Premium Themes and plugins; if you sell them you’ll know that eventually most of them end up on file sharing sites which, in terms of the GPL, is perfectly legal but should you use them?
I was prompted to write this post after dealing with a shop owner whom had installed several plugins and a theme all downloaded from a dodgy file sharing site in this manner.
Seeing what’s out there
I chose a random WooCommerce theme (Superstore) and went to grab it from a site called “Mafia Share“. Aside from being bombarded with some untasteful ads, scams and dodgy software downloaders during my visit, the theme I downloaded was not clean, nor up to date.
Modified source code
This particular theme had a few modifications, mainly adding links, but also changing the copyright notices (GPL Violation). The header and footer were both tweaked to include crap like:
The version of Superstore I was presented with was version 1.0 from March this year. A 9 month old theme is not going to be compatible with WC 2.0, and its not like you can update these themes automatically after installing them. Old themes can be vulnerable from attack if un-patched, as can any plugin dependencies if you are forced to run old versions due to the theme.
You don’t know what you are downloading
The theme I downloaded was relatively harmless, albeit useless, but you cannot be certain that this is always the case – especially if you don’t know PHP. Malicious code could be snuck in, and you won’t know unless you look through all the files with a fine tooth comb.
Who’s going to support you?
If you download something from a sharing site, you have no support – the author won’t help you (its not their place to) and its unlikely there is a community behind it to help you either.
Same for updates – you’ll have no access. If a security issue is patched, or a dependency is updated and no longer compatible you are not only screwed, but vulnerable.
You are putting customers at risk
If you are using plugins obtained in this manner, you are putting un-aware customers at risk of fraud. If there is something malicious in that theme or plugin which steals data, during checkout for example, its dangerous and you are ultimately responsible.
Even non-intentional issues can affect you. Example: There was a theme on Themeforest a while back which mistakenly saved all POST data during checkout as plain text to a post. Accidental yes, but a huge security risk. Now, if this theme is still out there on some sharing site…well its scary to think some idiot could be using it.
Don’t be irresponsible
The risk is too great unless you are 100% certain the files are safe and unmodified, which is unlikely. Particularly with eCommerce, you risk breeching customer trust, data and your livelihood, all of which will cost you more in the long run than a licence ever would.
Don’t risk it.
3 responses to “Using freely obtained premium eCommerce plugins & themes – are they worth the risk?”

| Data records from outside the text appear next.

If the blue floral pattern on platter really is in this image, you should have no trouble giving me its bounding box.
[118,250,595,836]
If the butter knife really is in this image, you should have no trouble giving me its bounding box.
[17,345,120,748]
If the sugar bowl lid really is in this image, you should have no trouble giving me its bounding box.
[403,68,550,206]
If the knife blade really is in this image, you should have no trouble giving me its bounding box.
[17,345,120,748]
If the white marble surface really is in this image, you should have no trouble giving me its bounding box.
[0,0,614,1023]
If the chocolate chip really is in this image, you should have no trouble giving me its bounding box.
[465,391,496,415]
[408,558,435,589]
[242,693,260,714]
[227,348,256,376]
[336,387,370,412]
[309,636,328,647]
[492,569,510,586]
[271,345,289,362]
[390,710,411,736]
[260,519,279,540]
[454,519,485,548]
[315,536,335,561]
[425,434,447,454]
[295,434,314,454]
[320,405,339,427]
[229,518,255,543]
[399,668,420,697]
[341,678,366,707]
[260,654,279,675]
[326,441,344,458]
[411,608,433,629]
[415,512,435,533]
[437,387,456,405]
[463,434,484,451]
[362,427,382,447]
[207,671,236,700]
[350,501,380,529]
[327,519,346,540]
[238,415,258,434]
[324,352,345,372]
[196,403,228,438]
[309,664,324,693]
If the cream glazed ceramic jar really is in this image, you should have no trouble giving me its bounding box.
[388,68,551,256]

But you miss the only benefit from getting such themes and plugins. In some cases payed plugins and themes are not 100% described, so you can’t be sure if this piece of work can fit your needs.
So in this way you can check the functionality and if it fit the requirements you can purchase it 🙂
Don’t install them on your production site if you do that 🙂
Somewhat true perhaps, but with the issues mentioned it doesn’t make sense to risk the malware to just test them out. Maybe costing you more in the long run to shore up your install again after malicious code has done its deeds.
Plus the product you “pirate”, as seen above, will most likely be far out of date. Which if not full of malware gives you a very sub par experience, and could lead you to not even purchasing it.
Say you did download Superstore to test it out with WooCommerce, well the version you downloaded freely won’t even work with the latest version of WooCommerce. Leading you to say, “Oh, this theme (or WooCommerce) is crap.”
In the case with our products from WooThemes, it makes more sense to know we have a 30 day money back guarantee (as most should). Buy the product from the source, you get access to resources and support to help you test the theme per say. If you end up not liking it, ask for a refund.